If I have installed some one from ports, and then I changed the config, how to use the new config to the installed ports. Which command can help me to only compile that against my new config?
For example, I mean I change a meta ports' config.


----------



## graudeejs (Dec 23, 2008)

after you change config, old config is deleted and only new is available.
Therefore next time you compile, everything will be as you configured last time


----------



## fender0107401 (Dec 23, 2008)

Yes, I know it will be changed in the next compilation.
But which command can implement the new config immediately.
Gentoo's portage have this feature, maybe ours ports also have.


----------



## ale (Dec 23, 2008)

For metaports or ports with many _missing_ dependencies, you can use _make config-recursive_ before running make install.


----------



## graudeejs (Dec 23, 2008)

On gentoo if you add also to program you also need to recompile app, to be able to use also (well, last i used gentoo it was this way)

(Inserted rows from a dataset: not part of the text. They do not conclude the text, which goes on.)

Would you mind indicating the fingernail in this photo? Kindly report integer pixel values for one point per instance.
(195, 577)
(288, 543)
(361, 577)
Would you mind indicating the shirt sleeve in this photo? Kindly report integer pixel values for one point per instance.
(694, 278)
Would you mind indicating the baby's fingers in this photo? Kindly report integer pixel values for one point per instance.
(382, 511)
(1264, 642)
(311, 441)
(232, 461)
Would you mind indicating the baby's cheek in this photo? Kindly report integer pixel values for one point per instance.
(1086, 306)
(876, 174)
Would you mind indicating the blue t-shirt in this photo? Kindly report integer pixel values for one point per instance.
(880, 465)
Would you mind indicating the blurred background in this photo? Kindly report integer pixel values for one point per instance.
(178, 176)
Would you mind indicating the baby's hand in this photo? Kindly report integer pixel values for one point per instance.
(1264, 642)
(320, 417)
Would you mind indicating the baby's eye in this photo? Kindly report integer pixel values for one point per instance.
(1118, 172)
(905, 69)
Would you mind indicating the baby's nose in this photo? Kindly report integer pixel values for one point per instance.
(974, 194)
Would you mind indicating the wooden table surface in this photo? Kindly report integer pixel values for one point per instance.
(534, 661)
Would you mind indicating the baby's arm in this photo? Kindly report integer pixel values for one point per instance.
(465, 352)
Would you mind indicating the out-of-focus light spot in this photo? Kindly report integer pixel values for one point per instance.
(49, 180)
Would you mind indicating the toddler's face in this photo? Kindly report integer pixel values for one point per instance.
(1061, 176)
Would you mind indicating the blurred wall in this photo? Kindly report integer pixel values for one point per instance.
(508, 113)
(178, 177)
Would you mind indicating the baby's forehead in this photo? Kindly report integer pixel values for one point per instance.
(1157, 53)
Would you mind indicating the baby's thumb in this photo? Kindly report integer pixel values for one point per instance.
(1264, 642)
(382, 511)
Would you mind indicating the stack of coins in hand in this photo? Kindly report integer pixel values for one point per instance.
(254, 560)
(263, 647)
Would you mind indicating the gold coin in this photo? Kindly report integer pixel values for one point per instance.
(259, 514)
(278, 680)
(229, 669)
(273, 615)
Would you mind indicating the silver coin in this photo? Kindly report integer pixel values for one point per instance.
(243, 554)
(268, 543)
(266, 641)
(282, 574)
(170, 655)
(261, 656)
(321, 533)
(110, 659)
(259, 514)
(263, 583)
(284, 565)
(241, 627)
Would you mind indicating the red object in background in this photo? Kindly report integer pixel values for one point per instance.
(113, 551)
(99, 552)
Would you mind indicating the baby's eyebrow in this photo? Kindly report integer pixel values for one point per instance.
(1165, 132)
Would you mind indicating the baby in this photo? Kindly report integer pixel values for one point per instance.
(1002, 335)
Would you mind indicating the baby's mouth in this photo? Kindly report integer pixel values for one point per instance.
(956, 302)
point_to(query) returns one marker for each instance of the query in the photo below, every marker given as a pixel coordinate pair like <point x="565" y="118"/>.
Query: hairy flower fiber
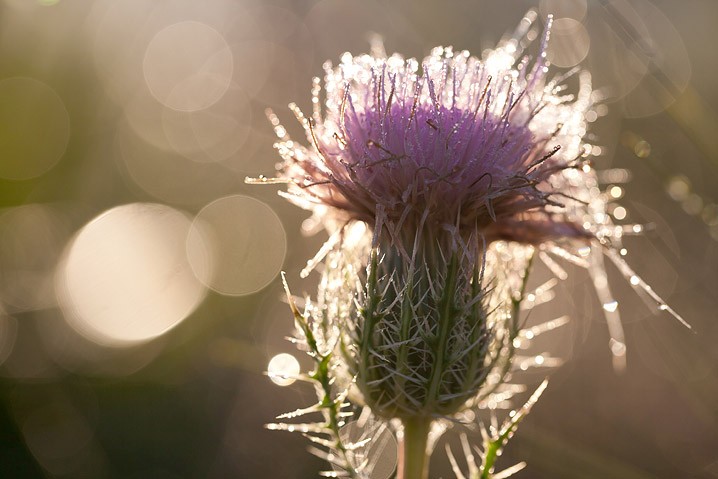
<point x="463" y="169"/>
<point x="476" y="144"/>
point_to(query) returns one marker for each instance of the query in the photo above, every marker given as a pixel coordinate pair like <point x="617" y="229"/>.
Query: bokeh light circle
<point x="188" y="66"/>
<point x="575" y="9"/>
<point x="34" y="128"/>
<point x="125" y="278"/>
<point x="246" y="244"/>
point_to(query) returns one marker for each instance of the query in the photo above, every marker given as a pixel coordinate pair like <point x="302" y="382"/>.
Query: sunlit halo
<point x="34" y="128"/>
<point x="283" y="369"/>
<point x="125" y="278"/>
<point x="246" y="245"/>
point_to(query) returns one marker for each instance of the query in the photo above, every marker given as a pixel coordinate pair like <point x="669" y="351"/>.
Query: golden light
<point x="188" y="66"/>
<point x="246" y="245"/>
<point x="125" y="278"/>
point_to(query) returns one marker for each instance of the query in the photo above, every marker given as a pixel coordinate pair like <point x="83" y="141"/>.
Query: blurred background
<point x="139" y="297"/>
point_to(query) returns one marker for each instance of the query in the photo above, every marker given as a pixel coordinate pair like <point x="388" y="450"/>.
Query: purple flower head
<point x="459" y="141"/>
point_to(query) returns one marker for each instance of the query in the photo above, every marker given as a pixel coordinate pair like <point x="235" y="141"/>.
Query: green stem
<point x="492" y="451"/>
<point x="413" y="454"/>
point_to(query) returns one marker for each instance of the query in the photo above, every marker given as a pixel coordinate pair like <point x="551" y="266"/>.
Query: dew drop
<point x="611" y="306"/>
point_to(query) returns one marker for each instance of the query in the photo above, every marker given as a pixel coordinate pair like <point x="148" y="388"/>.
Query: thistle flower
<point x="438" y="182"/>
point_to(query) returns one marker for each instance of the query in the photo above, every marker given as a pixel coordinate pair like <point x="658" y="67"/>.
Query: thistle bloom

the same is with FBSD, if you add some optional stuff, you need to recompile

so
*make config install clean*
or
*make config*
and later
*make install clean*

or to reinstall
*make deinstall reinstall clean*

etc


----------



## fender0107401 (Dec 23, 2008)

If I "make reinstall", the new config can be implemented immediatly.

But I want to only compile that against the new config and do not want compile that do not against the new config.

I think I can't implement this goal, if the ports database have only one copy about the compilation option.

If I use portupgrade with "-f", it will compile that not against my new cofig and that against my new config just like "make deinstall".


----------